FIX roc_auc_curve: Return np.nan instead of 0.0 for single class #30103

janezd · 2024-10-18T18:12:53Z

Reference Issues/PRs

Fixes #30079.

What does this implement/fix? Explain your changes.

As discussed in #30079, it may be more appropriate to return np.nan when all data comes from a single class.

github-actions · 2024-10-18T18:14:20Z

✔️ Linting Passed

All linting checks passed. Your pull request is in excellent shape! ☀️

_{Generated for commit: 9ea9001. Link to the linter CI: here}

adrinjalali

Otherwise LGTM.

doc/whats_new/upcoming_changes/sklearn.metrics/27412.fix.rst

glevv · 2024-10-19T08:13:22Z

sklearn/metrics/tests/test_common.py

                with pytest.warns(UndefinedMetricWarning):
-                    assert metric(y1_row, y2_row) == pytest.approx(0.0)
+                    assert np.isnan(metric(y1_row, y2_row))


math.isnan is preferable when working with numbers

glevv · 2024-10-19T08:14:01Z

doc/whats_new/upcoming_changes/sklearn.metrics/27412.fix.rst

@@ -1,3 +1,3 @@
- :func:`metrics.roc_auc_score` will now correctly return 0.0 and
+- :func:`metrics.roc_auc_score` will now correctly return np.nan and
  warn user if only one class is present in the labels.
  By :user:`Gleb Levitski <glevv>`


Almost sure that you should add yourself to the changelog

My "contribution" is rather trivial, but OK, I've added myself.

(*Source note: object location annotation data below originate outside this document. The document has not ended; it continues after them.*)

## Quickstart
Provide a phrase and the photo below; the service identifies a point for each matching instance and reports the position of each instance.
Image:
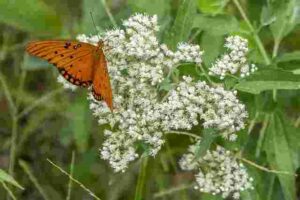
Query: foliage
(40, 120)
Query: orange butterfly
(80, 63)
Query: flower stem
(13, 144)
(33, 179)
(185, 133)
(206, 75)
(261, 136)
(141, 179)
(254, 32)
(71, 173)
(10, 193)
(14, 127)
(107, 10)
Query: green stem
(107, 10)
(252, 123)
(33, 179)
(12, 106)
(13, 144)
(206, 75)
(141, 179)
(71, 173)
(9, 192)
(261, 136)
(255, 35)
(172, 190)
(185, 133)
(73, 179)
(271, 186)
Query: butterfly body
(80, 63)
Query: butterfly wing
(74, 60)
(101, 83)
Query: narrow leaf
(292, 56)
(207, 139)
(217, 25)
(30, 15)
(279, 155)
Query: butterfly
(80, 63)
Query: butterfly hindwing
(80, 63)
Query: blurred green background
(45, 121)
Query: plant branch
(71, 174)
(264, 168)
(73, 179)
(33, 179)
(10, 193)
(107, 10)
(172, 190)
(185, 133)
(141, 179)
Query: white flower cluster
(137, 65)
(218, 172)
(235, 61)
(216, 107)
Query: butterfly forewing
(80, 63)
(73, 59)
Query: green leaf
(182, 25)
(212, 45)
(217, 25)
(292, 56)
(269, 79)
(279, 155)
(293, 138)
(9, 179)
(30, 15)
(266, 17)
(207, 139)
(212, 6)
(287, 14)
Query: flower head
(137, 65)
(235, 61)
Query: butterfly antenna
(95, 25)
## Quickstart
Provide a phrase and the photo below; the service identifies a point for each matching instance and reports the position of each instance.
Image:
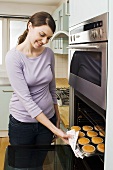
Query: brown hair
(38, 19)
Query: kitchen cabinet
(81, 10)
(61, 19)
(5, 95)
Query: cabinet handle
(66, 7)
(7, 91)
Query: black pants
(30, 134)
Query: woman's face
(39, 36)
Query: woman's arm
(57, 115)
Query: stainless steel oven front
(88, 46)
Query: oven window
(87, 65)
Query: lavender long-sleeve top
(33, 82)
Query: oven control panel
(92, 30)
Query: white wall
(23, 9)
(109, 114)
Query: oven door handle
(83, 46)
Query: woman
(34, 115)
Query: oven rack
(91, 117)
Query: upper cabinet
(60, 38)
(81, 10)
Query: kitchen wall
(61, 66)
(9, 8)
(23, 8)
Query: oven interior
(85, 115)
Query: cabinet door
(81, 10)
(5, 96)
(59, 45)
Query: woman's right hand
(65, 137)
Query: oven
(88, 53)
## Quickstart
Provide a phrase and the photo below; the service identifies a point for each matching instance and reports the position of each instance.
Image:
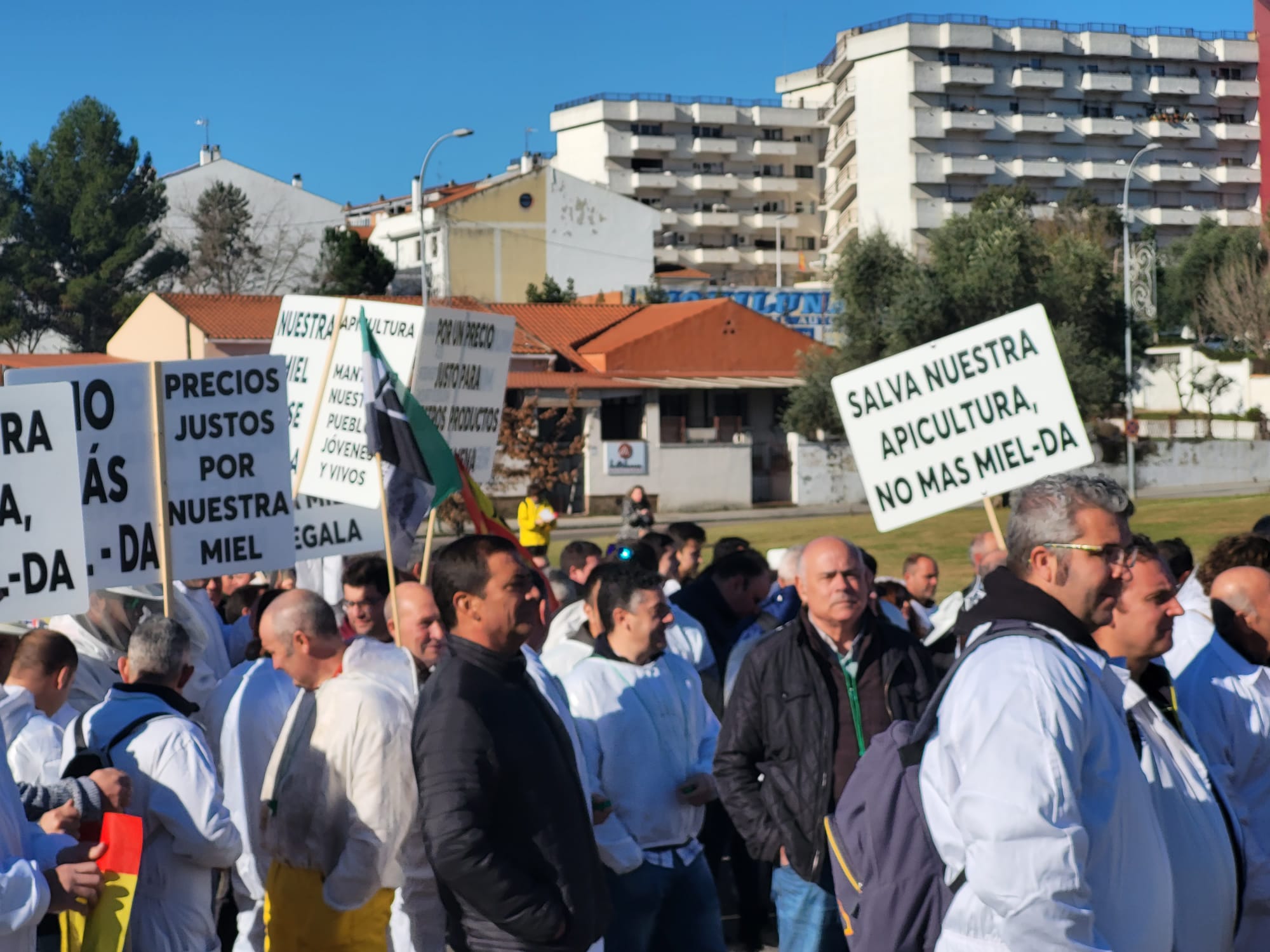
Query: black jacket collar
(1010, 597)
(167, 695)
(510, 667)
(605, 651)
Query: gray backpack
(887, 874)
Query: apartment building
(726, 175)
(924, 112)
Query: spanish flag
(106, 929)
(487, 522)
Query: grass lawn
(1201, 522)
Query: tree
(552, 293)
(1236, 304)
(225, 258)
(90, 209)
(350, 266)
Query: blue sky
(351, 95)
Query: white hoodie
(189, 835)
(346, 802)
(34, 741)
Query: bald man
(421, 631)
(836, 667)
(1226, 694)
(340, 790)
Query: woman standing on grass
(637, 516)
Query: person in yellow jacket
(537, 520)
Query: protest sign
(43, 565)
(977, 413)
(462, 381)
(117, 468)
(326, 529)
(228, 477)
(338, 465)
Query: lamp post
(1128, 323)
(424, 267)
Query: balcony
(652, 180)
(1165, 172)
(1107, 83)
(1104, 126)
(707, 145)
(769, 147)
(1238, 131)
(1236, 89)
(1037, 169)
(1028, 78)
(967, 122)
(968, 166)
(1159, 129)
(712, 256)
(652, 144)
(1177, 218)
(712, 182)
(766, 185)
(1095, 172)
(1235, 176)
(1174, 87)
(713, 220)
(979, 76)
(1045, 125)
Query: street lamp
(1128, 324)
(424, 267)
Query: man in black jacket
(505, 822)
(779, 770)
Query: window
(622, 418)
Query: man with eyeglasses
(1198, 826)
(366, 590)
(1031, 785)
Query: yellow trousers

glevv · 2024-10-19T08:14:23Z

sklearn/metrics/tests/test_ranking.py

@@ -388,7 +389,8 @@ def test_roc_curve_toydata():
        "ROC AUC score is not defined in that case."
    )
    with pytest.warns(UndefinedMetricWarning, match=expected_message):
-        roc_auc_score(y_true, y_score)
+        auc = roc_auc_score(y_true, y_score)
+    assert_almost_equal(auc, np.nan)


same as above math.isnan is preferable

Missed one on 375th line

Thanks. I amended the last commit.

… changelog

adrinjalali

otherwise LGTM

adrinjalali · 2024-10-23T06:00:41Z

sklearn/metrics/tests/test_ranking.py

@@ -370,7 +371,8 @@ def test_roc_curve_toydata():
        "ROC AUC score is not defined in that case."
    )
    with pytest.warns(UndefinedMetricWarning, match=expected_message):
-        roc_auc_score(y_true, y_score)
+        auc = roc_auc_score(y_true, y_score)
+    assert_almost_equal(auc, np.nan)


same here with math.isnan

adrinjalali · 2024-10-23T09:46:01Z

doc/whats_new/upcoming_changes/sklearn.metrics/27412.fix.rst

  warn user if only one class is present in the labels.
-  By :user:`Gleb Levitski <glevv>`
+  By :user:`Gleb Levitski <glevv>` and :user:`Janez Demšar <janezd>`


@lesteve this PR number is not gonna show up here. What do we do?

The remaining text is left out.